The unfinished American Indian Cultural Center and Museum has become a proxy in a political fight about Oklahoma City's water policy.

carletaorg / flickr

American Indian Museum a Proxy in Political Fight over OKC Water Policy

  • Logan Layden
  • Joe Wertz

carletaorg / flickr

The unfinished American Indian Cultural Center and Museum has become a proxy in a political fight about Oklahoma City's water policy.

Balancing the state’s water needs isn’t just about permits and pipelines. It’s political. And Oklahoma City is a case study in how local water policy can have unintended consequences at the state capitol.

The city, state and tribes are wrestling over the $80 million needed to complete the American Indian Cultural Center and Museum, a $150 million project that has been derailed by cost overruns and funding issues. OKC has offered to put up $9 million, but more is needed from the state legislature.

Support for additional funding is on “razor-thin” margins at the Capitol, the Journal Record‘s M. Scott Carter reports. And the vote could come down to a few rural lawmakers who aren’t happy with OKC’s “heavy-handed” water policy — “specifically in southeastern and western Oklahoma:”

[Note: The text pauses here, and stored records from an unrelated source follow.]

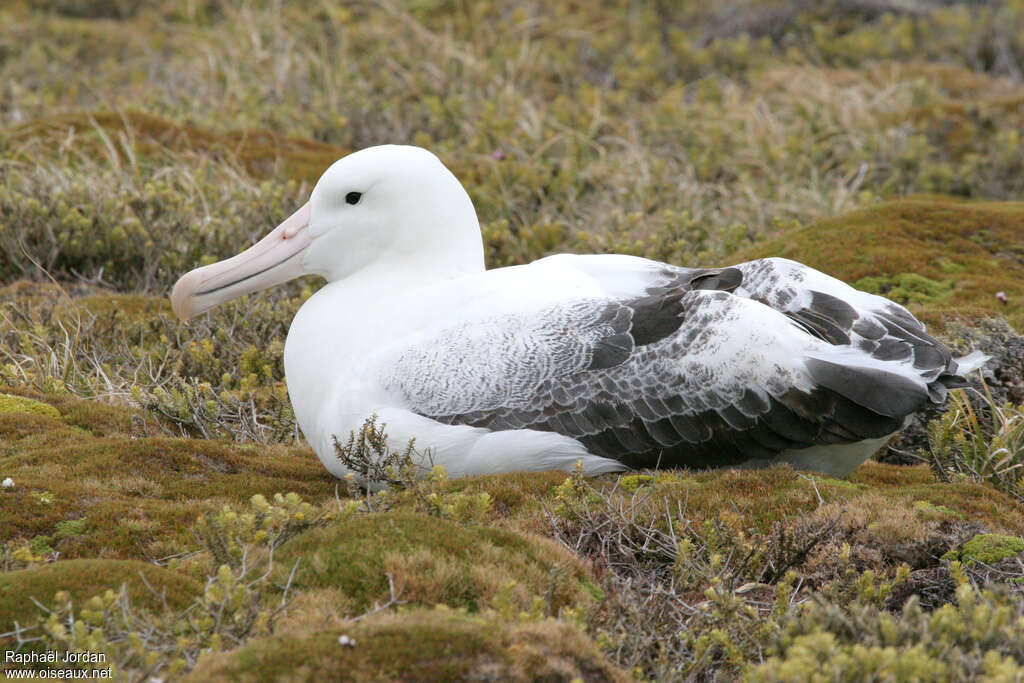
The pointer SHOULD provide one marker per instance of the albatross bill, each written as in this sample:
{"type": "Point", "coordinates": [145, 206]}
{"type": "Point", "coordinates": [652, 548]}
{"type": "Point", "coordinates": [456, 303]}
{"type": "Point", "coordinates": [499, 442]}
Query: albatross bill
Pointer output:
{"type": "Point", "coordinates": [617, 361]}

“I’ve heard several rural legislators say: ‘Why should we help Oklahoma City with their economic development efforts when they aren’t willing to help us with ours?’”, said state Sen. Kyle Loveless, R-Oklahoma City. “That’s the problem we’re trying hard to address.”

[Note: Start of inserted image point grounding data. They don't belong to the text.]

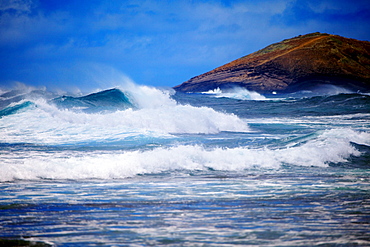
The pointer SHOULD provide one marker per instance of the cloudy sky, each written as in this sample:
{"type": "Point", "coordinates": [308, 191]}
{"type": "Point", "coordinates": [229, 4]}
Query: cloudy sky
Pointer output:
{"type": "Point", "coordinates": [97, 43]}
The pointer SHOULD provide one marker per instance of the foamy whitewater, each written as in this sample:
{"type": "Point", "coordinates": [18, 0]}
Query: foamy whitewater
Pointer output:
{"type": "Point", "coordinates": [137, 166]}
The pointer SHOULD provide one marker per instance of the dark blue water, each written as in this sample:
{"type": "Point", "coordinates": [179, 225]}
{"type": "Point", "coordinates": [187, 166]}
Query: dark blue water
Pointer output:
{"type": "Point", "coordinates": [145, 167]}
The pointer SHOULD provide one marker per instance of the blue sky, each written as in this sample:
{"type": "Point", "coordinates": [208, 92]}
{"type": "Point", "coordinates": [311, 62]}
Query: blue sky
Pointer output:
{"type": "Point", "coordinates": [90, 44]}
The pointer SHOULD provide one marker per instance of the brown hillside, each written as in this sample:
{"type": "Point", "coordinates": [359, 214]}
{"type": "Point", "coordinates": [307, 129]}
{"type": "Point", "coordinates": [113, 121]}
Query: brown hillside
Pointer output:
{"type": "Point", "coordinates": [293, 64]}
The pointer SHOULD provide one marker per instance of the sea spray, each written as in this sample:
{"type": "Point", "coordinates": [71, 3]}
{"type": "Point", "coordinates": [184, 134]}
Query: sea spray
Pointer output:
{"type": "Point", "coordinates": [330, 146]}
{"type": "Point", "coordinates": [236, 93]}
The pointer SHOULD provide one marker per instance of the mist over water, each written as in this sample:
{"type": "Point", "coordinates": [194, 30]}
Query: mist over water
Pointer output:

OKC has been pumping water out of Lake Canton in northeast Oklahoma since January, as the recent drought became more and more critical. That riled lawmakers in the area around the lake, a popular tourist attraction they see as vital to the local economy.

At the time city officials announced their plans, Marlatt and other lawmakers issued a media statement asking city officials to delay drawing the effort until later in the spring because they feared the draw on Canton Lake would devastate the lake and the businesses surrounding it.

“What we feared would happened, happened,” Marlatt said. “We understand they owned the rights to the water, but we were just asking them to delay the release until after we saw what type of spring rains we would get.”

Oklahoma City, he said, went ahead and tapped the lake.

OKC was well within its rights to do what it did, but meeting its water needs at the expense of Canton’s economy is having a ripple effect, and scares lawmakers in southeast Oklahoma. The city has been seeking the right to pipe water from Sardis Lake for years. Mayor Mick Cornett will try to smooth things over.

Oklahoma City Mayor Mick Cornett said he has a meeting planned with several rural legislators on Wednesday. Cornett said he wanted to hear the lawmakers’ concerns.

“I’m just going to listen,” he said. “If they have questions about our water policy, we’re willing to talk to them.”